Refugee resettlement is the least likely route for potential terrorists, says Kathleen Newland at the Migration Policy Institute, a think-tank. Of the 745,000 refugees resettled since September 11th, only two Iraqis in Kentucky have been arrested on terrorist charges, for aiding al-Qaeda in Iraq.

 

We also need to remember our nation’s own spotty history in this arena.  We have a reputation as being a nation of immigrants, a beacon of hope, life, and liberty, and for good reason.  We can also see times when we weren’t quite all that- rewind a few decades in our nation’s history to see what happens when fear paralyzes us and prevents us from helping a people group.  I remember touring the holocaust museums in both Jerusalem and Washington DC and was surprised to learn that due to fear, the US turned away thousands of Jewish refugees during the 1930-40s.  Much of the fear was rooted in the misguided idea that Nazi spies would enter the US with refugees.  As a Smithsonian article documents:

World War II prompted the largest displacement of human beings the world has ever seen—although today’s refugee crisis is starting to approach its unprecedented scale. But even with millions of European Jews displaced from their homes, the United States had a poor track record offering asylum. Most notoriously, in June 1939, the German ocean liner St. Louis and its 937 passengers, almost all Jewish, were turned away from the port of Miami, forcing the ship to return to Europe; more than a quarter died in the Holocaust.

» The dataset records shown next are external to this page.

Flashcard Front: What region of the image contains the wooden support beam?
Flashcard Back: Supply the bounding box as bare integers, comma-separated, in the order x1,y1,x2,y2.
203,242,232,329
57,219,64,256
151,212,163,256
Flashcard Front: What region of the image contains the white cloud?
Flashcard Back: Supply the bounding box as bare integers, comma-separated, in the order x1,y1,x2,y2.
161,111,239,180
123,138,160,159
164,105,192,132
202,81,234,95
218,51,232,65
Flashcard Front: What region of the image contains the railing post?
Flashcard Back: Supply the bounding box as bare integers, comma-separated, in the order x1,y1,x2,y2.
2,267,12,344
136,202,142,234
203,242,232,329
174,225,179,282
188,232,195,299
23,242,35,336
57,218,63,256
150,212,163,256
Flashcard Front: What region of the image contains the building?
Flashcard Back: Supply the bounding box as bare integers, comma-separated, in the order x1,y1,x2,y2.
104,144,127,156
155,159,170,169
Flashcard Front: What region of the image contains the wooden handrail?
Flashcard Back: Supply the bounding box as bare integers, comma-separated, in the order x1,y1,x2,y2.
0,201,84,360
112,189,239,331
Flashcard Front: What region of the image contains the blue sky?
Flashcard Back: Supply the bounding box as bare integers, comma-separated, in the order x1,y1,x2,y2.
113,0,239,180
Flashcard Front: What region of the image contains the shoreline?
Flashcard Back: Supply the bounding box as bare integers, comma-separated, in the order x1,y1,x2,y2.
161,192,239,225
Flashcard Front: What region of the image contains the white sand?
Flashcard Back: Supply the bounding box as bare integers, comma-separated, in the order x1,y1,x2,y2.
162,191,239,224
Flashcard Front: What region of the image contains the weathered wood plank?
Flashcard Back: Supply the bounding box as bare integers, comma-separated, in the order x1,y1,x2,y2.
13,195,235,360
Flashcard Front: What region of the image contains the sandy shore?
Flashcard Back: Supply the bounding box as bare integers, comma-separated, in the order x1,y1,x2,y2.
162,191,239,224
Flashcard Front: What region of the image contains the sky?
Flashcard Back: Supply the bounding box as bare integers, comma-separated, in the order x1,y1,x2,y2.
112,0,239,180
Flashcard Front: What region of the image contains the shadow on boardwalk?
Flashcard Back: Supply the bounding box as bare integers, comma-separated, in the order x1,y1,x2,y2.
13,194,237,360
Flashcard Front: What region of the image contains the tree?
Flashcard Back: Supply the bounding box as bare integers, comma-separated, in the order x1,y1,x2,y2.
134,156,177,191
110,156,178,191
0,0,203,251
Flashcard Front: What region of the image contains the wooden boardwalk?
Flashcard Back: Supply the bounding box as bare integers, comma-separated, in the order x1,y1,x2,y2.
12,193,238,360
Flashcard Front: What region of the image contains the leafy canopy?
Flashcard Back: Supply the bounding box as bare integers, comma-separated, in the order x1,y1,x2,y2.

Eventually we pushed the Axis powers out of Europe, destroying Hitler and his military,  but we all know now of the millions of holocaust victims who died before victory was achieved.  The common refrain from many as we watch documentaries or movies like Schindler’s List, The Pianist, or Band of Brothers is “we should have done more.”   Then the American public and Christian church had some excuse of ignorance and limited information about the gravity of the situation.  Today we have no such excuse. History repeats itself and an opportunity is before us again.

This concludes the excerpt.